« Directives anticipées », « fin de vie », « mourir dans la dignité »… Autant d’expressions qui vous auront peut-être interpelés ces derniers temps et donné envie de prendre des décisions.
Voici ma réflexion sur ce sujet sensible de la mort… et les raisons de ma décision de mourir dans, ce que notre droit appelle pudiquement «la dignité ».
Rappel sur le cadre légal français
Etant entendu que :
« Chaque personne majeure peut rédiger, par avance, une déclaration s’elle le souhaite pour préciser ses volontés de fin de vie. Cette déclaration écrite constitue ce qu’on appelle les directives anticipées.

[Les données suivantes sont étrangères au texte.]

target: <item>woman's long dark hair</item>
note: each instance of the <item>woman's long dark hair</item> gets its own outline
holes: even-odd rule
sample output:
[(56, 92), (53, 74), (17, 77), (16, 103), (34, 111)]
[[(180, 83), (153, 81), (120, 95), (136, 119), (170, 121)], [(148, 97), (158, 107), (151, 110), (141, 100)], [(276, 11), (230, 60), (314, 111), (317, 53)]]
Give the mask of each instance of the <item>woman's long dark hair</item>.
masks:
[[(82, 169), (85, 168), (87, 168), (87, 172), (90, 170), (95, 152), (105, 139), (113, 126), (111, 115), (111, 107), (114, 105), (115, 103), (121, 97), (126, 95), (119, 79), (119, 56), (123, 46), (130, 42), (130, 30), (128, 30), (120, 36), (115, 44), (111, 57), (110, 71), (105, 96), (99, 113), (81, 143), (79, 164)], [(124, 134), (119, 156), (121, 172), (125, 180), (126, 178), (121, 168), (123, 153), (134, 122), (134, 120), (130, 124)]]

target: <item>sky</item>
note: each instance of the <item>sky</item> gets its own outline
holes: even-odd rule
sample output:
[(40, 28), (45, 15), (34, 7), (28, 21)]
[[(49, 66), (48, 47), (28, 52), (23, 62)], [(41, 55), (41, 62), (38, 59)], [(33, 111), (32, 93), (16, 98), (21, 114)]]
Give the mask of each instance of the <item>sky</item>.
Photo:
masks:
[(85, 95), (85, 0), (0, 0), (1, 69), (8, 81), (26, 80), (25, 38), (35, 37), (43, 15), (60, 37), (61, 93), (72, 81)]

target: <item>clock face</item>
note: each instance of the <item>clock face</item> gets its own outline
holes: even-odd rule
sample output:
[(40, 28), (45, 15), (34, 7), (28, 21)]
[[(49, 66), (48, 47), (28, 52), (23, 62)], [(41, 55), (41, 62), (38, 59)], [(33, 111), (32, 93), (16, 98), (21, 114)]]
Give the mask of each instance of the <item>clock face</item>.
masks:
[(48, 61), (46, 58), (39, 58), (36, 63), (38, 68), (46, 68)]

Celles –ci en lui permettant de s’exprimer par avance, donne au patient le moyen de rester acteur des décisions le concernant. Elles permettent à chaque personne d’avoir une fin de vie digne, apaisée et accompagnée en indiquant aux médecins ses souhaits concernant les traitements ou les actes médicaux.
Anticiper ses volontés de fin de vie permet de mourir dignement, dans le respect de ses choix, dans le cas où on ne peut plus communiquer après un coma, des troubles cognitifs profonds, un accident, une maladie grave ou encore du fait de son grand âge.
Les directives anticipées permettent d’exprimer les volontés de fin de vie. Chacun peut inscrire dans ce document son refus ou sa volonté de poursuivre, de limiter ou d’arrêter les traitements ou les actes médicaux.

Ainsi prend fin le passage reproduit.